The BoC overnight rate is sitting at 0.25%. Meanwhile, Air Canada announced plans to layoff 20,000 people, Toronto’s Canadian National Exhibition, and the Calgary Stampede, as well as a lengthy list of concerts, and festivals, have been cancelled which also scraps a long list of summer and part-time employment opportunities. Scores of restaurants have been closed and will never reopen again, leaving their staff, looking for work. The list goes on and on.
President Trump was clamouring for lower Fed rates since early 2018. Chair Jerome Powell pretended to ignore his tweets, but still slashed rates low enough to be described as ZIRP, or Zero Interest Rate Policy.
Mr Powell has often said about the Fed: “We have a long tradition here of conducting policy in a particular way, and that way is independent of all political concerns. We do our work in a strictly nonpolitical way, based on detailed analysis, which we put on the record transparently.”
That statement may not be entirely accurate based on the President’s tweets and corresponding Fed rate actions.
On May 12, Trump tweeted “As long as other countries are receiving the benefits of Negative Rates, the USA should also accept the “GIFT”. Big numbers!”
The Fed Chair disagrees. He told Scott Pelley of 60 Minutes ““I continue to think, and my colleagues on the Federal Open Market Committee continue to think, that negative interest rates is probably not an appropriate or useful policy for us here in the United States”

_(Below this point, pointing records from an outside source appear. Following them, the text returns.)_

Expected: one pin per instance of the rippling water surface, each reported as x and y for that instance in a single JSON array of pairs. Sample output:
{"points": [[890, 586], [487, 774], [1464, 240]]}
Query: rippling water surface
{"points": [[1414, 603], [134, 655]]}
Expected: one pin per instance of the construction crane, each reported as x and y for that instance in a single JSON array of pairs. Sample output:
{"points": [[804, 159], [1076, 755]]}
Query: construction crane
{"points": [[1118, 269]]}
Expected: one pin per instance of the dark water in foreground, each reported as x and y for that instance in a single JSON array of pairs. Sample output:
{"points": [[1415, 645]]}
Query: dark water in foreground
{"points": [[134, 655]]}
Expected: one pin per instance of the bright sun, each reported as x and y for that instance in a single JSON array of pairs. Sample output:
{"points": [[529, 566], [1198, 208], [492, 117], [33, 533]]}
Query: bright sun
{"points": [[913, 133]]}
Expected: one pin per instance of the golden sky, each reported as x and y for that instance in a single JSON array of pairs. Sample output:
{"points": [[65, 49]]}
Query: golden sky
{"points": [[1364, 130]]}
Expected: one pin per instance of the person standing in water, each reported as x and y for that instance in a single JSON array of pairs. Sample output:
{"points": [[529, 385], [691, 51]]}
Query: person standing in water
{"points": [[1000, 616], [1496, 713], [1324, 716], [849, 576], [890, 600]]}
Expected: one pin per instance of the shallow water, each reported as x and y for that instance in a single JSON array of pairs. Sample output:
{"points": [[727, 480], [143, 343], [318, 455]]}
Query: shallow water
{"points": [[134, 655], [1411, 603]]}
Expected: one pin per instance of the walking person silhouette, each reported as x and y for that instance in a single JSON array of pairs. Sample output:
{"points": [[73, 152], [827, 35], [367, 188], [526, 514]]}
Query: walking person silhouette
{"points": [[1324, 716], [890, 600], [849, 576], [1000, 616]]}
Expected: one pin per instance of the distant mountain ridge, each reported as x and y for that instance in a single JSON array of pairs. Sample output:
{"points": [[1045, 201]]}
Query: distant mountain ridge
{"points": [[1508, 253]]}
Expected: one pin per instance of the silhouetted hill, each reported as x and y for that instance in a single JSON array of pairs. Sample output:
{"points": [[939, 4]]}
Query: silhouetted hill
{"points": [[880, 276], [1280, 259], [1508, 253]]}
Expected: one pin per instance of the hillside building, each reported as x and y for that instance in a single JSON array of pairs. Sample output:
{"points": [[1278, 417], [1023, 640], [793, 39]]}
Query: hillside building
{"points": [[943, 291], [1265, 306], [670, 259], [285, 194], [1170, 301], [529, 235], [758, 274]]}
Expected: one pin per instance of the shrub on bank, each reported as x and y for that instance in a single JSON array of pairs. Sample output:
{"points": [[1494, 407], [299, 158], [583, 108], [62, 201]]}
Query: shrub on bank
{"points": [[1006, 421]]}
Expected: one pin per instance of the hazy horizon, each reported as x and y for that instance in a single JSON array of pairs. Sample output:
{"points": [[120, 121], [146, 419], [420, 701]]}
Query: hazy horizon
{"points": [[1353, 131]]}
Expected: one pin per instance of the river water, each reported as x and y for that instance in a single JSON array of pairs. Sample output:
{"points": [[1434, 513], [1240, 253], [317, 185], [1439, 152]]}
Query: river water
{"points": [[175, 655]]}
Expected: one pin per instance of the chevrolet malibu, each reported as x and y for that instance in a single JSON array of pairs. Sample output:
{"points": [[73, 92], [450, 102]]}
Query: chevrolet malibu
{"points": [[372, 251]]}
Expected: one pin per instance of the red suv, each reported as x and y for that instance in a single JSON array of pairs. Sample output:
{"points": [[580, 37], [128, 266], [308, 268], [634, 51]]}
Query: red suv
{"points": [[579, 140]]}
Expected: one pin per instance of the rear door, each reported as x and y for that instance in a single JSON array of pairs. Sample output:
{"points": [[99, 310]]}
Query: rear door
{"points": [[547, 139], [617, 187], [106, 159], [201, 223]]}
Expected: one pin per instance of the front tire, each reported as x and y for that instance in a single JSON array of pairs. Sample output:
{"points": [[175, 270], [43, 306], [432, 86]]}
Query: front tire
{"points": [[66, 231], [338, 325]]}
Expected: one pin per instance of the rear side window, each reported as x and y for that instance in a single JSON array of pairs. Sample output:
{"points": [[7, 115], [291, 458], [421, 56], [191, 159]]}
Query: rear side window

Incoming Bank of Canada Governor Tiff Macklem appears to prefer ZIRP to NIRP. He said there are some disruptive effects of negative rates, saying “When you’ve already in a disruption, you might want to be hesitant about introducing a new source of disruption.”
The Japanese and European’s may be perplexed at Trump’s claims that negative interest rate policies (NIRP) are a gift. Both countries have them, and if they are supposed to boost growth, they aren’t. EU GDP growth has flitted between 1.3 and 1.7% since January 2019, Japan’s growth is even worse- a mere 0.7% in 2019. US growth has been between 2.0 and 3.1% in the same period.
USDCAD traders hear ZIRP, NIRP, and just don’t care. The Bank of Canada’s actions to fight the economic impact from the COVID-19 pandemic were part of a coordinated G7 central bank response and not Canada-specific.
Instead, traders are looking ahead to the post-coronavirus recovery. Many forecasters are predicting a robust second half, often described a V-shaped recovery. Others are a lot less optimistic because of fears of a secondary COVID-19 outbreak.
Count the Federal Open Market Committee (FOMC) members in the pessimistic camp. The FOMC minutes, released on May 20, paint a gloomy picture.
The members were concerned “that the ongoing public health crisis would weigh heavily on economic activity, employment, and inflation in the near term, and posed considerable downside risks to the economic outlook over the medium term.” Mr Powell may not want negative rates but the FOMC minutes certainly suggest they are a possibility.
Retiring Baby boomers won’t be thanking Trump for his demand for negative rates. But maybe he didn’t mean it. Perhaps Trump confused his coronavirus hydroxychloroquine treatment and took a dose of Lysergic acid diethylamide. It would go a long way in explaining his tweet.